I'd been reading up on chick rearing, which meant I was painfully aware of all the hundreds of things that can go wrong with newly hatched poultry. Top on the list was pasty butt, a condition sometimes caused by the stress of shipping. Excrement could supposedly crust over the bird's vent, preventing it from eliminating waste. This sounds neatly scientific, but what it really means is that a new, anxious chick owner will spend the first seven days constantly inspecting thirty baby bird butts, and wiping as necessary.

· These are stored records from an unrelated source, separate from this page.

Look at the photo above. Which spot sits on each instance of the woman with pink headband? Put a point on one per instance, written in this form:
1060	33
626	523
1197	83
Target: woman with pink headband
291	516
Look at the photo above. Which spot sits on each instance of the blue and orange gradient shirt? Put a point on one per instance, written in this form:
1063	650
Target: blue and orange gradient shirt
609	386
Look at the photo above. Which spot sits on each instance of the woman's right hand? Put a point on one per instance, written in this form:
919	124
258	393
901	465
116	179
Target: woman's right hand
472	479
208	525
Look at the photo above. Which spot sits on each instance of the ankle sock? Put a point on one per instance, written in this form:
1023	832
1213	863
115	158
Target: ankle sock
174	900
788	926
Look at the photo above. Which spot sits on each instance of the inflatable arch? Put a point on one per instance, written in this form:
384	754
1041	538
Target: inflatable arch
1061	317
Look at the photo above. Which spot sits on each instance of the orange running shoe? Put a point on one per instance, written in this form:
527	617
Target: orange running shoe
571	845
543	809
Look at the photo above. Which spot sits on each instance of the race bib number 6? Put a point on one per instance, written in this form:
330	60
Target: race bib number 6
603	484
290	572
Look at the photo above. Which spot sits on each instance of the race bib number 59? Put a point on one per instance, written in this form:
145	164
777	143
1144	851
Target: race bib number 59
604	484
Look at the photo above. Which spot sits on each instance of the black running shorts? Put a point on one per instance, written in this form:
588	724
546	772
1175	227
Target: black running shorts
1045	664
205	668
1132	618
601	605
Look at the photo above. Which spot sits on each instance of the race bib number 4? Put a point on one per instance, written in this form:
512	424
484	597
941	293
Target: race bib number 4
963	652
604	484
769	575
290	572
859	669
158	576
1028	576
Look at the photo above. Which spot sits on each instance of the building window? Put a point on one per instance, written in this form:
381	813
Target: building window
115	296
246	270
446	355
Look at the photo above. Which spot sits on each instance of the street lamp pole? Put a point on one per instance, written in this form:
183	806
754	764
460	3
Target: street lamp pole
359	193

Well, not exactly wiping. Since chick butts, unlike human baby butts, are festooned with feathers, extracting excrement
is complicated. In the following few days, I'd employ scissors, dampened towels, warm-water chick bidets (in saucers, no less), and the “fingernail pull”—a technique that I'd eventually become quite good at. None of the books I had read on chick raising had mentioned that chick poop is like glue. On various websites, longtime poultry owners recommended removing the tiny feathers around the vent, which is where the fingernail pull comes in—but pull too hard, and you're likely to rip off tender skin, which causes a problem worse than pasty butt. Basically, the best technique of all is to pray like hell that your chicks don't have pasty butt. (And if they do, to keep reminding yourself that these are the intimate sorts of experiences that form the basis for all strong relationships. A friend in need is a friend indeed.)